With our monthly ‘on science’ twitter chat now 2½ years old, we thought it was time to turn the focus inwards for a short while. We’re interested in breaking apart our achievements, and considering what it actually is that #onsci brings to the science communication space.
As you may recall, our initial inspiration for #onsci focused on continuing conversations initiated at the 2011 Inspiring Australia conference, as described here. The monthly chat has now taken place on 26 occasions, and involved approximately 50 participants per session (mostly Australian but also some internationals).
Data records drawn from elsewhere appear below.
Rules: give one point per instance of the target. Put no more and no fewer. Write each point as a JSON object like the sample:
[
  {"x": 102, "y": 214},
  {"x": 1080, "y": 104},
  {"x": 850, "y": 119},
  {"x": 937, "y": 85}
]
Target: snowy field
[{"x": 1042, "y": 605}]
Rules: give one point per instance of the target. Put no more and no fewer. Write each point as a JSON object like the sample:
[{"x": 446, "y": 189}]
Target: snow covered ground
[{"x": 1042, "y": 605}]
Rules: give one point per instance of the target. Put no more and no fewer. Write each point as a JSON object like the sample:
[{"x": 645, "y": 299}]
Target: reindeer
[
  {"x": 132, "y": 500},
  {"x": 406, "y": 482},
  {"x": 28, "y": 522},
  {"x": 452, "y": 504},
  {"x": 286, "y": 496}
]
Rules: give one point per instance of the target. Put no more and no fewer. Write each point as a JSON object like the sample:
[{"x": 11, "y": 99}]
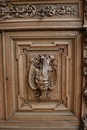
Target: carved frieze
[
  {"x": 42, "y": 75},
  {"x": 9, "y": 11}
]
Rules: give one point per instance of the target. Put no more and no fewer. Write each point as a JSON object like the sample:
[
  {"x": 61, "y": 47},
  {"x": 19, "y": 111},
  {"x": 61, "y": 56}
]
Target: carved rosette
[
  {"x": 9, "y": 11},
  {"x": 42, "y": 75}
]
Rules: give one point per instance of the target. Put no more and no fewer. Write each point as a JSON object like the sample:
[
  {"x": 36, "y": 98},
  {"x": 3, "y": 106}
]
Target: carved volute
[{"x": 42, "y": 75}]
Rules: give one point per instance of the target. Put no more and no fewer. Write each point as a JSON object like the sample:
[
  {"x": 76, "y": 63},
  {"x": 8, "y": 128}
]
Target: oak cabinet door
[{"x": 43, "y": 70}]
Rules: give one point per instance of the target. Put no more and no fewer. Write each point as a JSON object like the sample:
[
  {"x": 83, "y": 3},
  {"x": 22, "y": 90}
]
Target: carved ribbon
[{"x": 9, "y": 11}]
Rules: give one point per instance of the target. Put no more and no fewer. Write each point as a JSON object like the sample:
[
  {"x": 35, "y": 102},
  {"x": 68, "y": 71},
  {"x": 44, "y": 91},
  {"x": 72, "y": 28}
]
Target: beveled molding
[
  {"x": 84, "y": 120},
  {"x": 15, "y": 11},
  {"x": 9, "y": 11}
]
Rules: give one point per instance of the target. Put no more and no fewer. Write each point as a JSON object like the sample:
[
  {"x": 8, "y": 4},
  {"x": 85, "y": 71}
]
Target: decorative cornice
[
  {"x": 85, "y": 69},
  {"x": 9, "y": 11}
]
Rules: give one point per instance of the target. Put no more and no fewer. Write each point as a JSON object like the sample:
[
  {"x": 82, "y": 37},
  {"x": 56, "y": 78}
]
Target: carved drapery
[
  {"x": 9, "y": 11},
  {"x": 42, "y": 75}
]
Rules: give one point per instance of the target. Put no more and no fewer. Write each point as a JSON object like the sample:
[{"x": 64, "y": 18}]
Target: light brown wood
[{"x": 41, "y": 64}]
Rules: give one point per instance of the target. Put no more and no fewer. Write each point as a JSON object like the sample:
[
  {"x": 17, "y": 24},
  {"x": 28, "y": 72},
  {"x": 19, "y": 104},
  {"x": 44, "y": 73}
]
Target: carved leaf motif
[{"x": 42, "y": 75}]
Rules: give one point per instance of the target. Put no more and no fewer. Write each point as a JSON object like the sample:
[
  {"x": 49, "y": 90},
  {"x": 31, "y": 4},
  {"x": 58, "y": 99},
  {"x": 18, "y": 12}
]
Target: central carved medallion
[{"x": 42, "y": 75}]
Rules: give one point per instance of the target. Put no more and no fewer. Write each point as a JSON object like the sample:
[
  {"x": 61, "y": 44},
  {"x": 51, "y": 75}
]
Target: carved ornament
[
  {"x": 9, "y": 11},
  {"x": 84, "y": 123},
  {"x": 85, "y": 9},
  {"x": 42, "y": 75}
]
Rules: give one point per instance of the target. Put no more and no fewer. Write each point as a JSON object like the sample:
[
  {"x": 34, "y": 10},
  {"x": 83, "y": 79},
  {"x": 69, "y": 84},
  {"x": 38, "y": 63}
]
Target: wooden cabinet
[{"x": 43, "y": 65}]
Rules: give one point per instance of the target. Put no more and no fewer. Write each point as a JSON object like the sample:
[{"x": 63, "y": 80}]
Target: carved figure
[{"x": 42, "y": 75}]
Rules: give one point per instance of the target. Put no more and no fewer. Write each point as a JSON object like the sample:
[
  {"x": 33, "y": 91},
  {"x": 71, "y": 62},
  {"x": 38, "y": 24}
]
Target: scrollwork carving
[
  {"x": 42, "y": 75},
  {"x": 9, "y": 11}
]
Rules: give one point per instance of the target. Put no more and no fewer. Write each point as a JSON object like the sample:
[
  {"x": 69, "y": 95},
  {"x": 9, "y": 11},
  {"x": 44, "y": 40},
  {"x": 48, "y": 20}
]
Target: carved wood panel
[{"x": 26, "y": 55}]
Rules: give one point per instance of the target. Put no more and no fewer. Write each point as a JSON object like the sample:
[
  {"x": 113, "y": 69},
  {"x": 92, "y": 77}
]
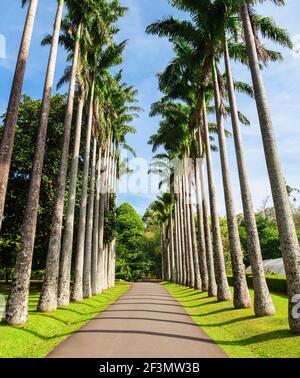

We think it’s not a stretch to say that #onsci has been highly successful in providing a forum for those interested in science communication to come together, share ideas and develop their personal and professional networks. #onsci has also contributed to the development of science policy via a submission to the McKeon Review, and teaching of science communication in Australia through informal associations with courses taught at Universities and online.
But what do you, the #onsci community think? How, what and why has #onsci managed to stay alive for so long and contribute to the broader science communication landscape in Australia?
Join us to give us your insights into some of the following questions:
- Why do you participate in onsci?
- Has onsci helped with your professional work? How?
- Do you think #onsci works as a ‘community of practice’? Is being part of a community of practice important? Why?
- Has #onsci contributed to science communication in Aus. How?
- What should the future hold for #onsci?
Hope to see you at #onsci Thursday 17th October 2013, 9pm AEST
Disclaimer: we hope to present themes arising from this discussion in a presentation at the 2013 Australian Science Communicators meeting in Brisbane.